During his highly anticipated return to Twitch following the fourth ban in his streaming career, xQc revealed that he and his legal team plan to contest the DMCA strike that earned him another unwilling vacation away from the platform.
No stranger to controversy involving his streaming platform of choice, Felix ‘xQc’ Lengyel was banned from Twitch for the fourth time in his career after broadcasting bits and pieces of the Tokyo Olympics on his channel.
During his first stream back after the brief hiatus, Lengyel revealed that instead of accepting the DMCA strike, he plans to fight back against the copyright claimant by filing his own DMCA counter-claim to have the strike dismissed.
As he fired up his homecoming stream, the Canadian content creator recapped the situation that landed him in hot water, and provided some additional context that his fans might not have been aware of.
“Normally, [DMCA] strikes don’t get you banned,” he clarified, “but because it was a live strike, they banned [me].” He then explained that while DMCA-related bans normally last 24 hours, this suspension dragged on for two days, which raised some red flags for the streamer.
“But then I looked at it, and I talked to my team, and was like ‘Can you do anything about this?’ [because] two days sounds like a crazy amount of time [to be banned] for this,” xQc explained.

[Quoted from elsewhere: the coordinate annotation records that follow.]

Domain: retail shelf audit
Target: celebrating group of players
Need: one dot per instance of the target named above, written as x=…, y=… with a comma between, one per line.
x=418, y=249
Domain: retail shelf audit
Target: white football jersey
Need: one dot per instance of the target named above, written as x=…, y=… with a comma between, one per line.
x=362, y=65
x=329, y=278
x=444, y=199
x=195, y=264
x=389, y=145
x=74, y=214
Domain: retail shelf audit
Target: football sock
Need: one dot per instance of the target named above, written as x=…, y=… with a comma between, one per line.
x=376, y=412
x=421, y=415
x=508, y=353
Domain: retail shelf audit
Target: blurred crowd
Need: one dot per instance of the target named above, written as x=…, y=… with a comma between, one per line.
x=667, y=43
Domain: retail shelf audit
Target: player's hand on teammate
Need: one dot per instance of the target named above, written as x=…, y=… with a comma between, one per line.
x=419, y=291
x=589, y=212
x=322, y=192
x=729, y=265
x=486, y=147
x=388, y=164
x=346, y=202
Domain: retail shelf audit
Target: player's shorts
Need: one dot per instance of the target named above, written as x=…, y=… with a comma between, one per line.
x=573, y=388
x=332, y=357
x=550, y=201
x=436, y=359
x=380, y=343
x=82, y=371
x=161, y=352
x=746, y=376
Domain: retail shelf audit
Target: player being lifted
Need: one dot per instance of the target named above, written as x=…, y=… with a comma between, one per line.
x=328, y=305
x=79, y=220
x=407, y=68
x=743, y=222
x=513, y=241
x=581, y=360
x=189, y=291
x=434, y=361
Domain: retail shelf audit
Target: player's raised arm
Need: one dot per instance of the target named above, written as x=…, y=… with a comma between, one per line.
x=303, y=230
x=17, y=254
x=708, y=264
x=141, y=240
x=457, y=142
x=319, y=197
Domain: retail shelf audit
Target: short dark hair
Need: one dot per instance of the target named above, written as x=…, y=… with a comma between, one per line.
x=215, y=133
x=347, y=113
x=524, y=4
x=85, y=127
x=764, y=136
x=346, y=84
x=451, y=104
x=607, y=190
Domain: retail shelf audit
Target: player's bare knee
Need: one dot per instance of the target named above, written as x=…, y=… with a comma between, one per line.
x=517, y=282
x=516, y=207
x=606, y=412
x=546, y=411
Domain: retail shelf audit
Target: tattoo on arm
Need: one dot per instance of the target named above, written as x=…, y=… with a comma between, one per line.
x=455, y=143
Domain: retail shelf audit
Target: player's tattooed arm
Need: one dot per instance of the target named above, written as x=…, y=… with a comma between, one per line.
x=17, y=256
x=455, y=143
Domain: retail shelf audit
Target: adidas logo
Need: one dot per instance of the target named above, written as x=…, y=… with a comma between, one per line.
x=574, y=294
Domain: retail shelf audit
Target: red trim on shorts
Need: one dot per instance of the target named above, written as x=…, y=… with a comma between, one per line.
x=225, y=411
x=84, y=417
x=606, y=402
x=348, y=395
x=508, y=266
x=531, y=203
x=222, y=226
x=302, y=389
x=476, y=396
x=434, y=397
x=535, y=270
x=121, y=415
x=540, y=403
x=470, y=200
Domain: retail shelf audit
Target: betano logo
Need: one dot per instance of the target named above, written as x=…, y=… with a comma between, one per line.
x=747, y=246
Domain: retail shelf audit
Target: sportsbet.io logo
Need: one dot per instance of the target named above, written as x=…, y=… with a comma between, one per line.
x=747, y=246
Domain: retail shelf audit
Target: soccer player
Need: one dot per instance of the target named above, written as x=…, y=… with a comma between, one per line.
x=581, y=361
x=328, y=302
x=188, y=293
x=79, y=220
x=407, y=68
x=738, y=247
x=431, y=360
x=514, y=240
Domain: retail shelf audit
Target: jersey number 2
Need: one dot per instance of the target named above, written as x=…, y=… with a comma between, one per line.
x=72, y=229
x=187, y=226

Then, after reviewing all of his options with the legal team, Lengyel decided to move forward with issuing a counter-claim against the party who had issued the copyright strike against his channel, which, in the streamer’s own words, “is pretty ballsy.”
Lengyel shared his rationale behind fighting the DMCA strike: “This is transformative content, this is fair use, and this is not what you guys claim it is.”
While xQc believes he is in the right, he admitted that things could take a turn depending on the claimant’s response. “If this escalates, it’ll get crazy,” he warned his viewers, “and when I say crazy, it’ll get crazy, crazy.”
He understood the fight against his strike — which, later in his stream, he confirmed came from the Olympic Committee itself — wouldn’t be an easy one, and that “it could cost [him] millions.”
Despite the situation, Lengyel reiterated his commitment to the cause of clearing his name: “I, and [my counsel] truly believe it’s fair use and transformative, and have grounds to stand on. I genuinely think we’re right about this.”
It remains to be seen just how xQc’s counter-claim will play out — if it does, in fact, move forward — and it could be a long while until a final resolution is reached, but we will make sure to keep you updated on any new developments.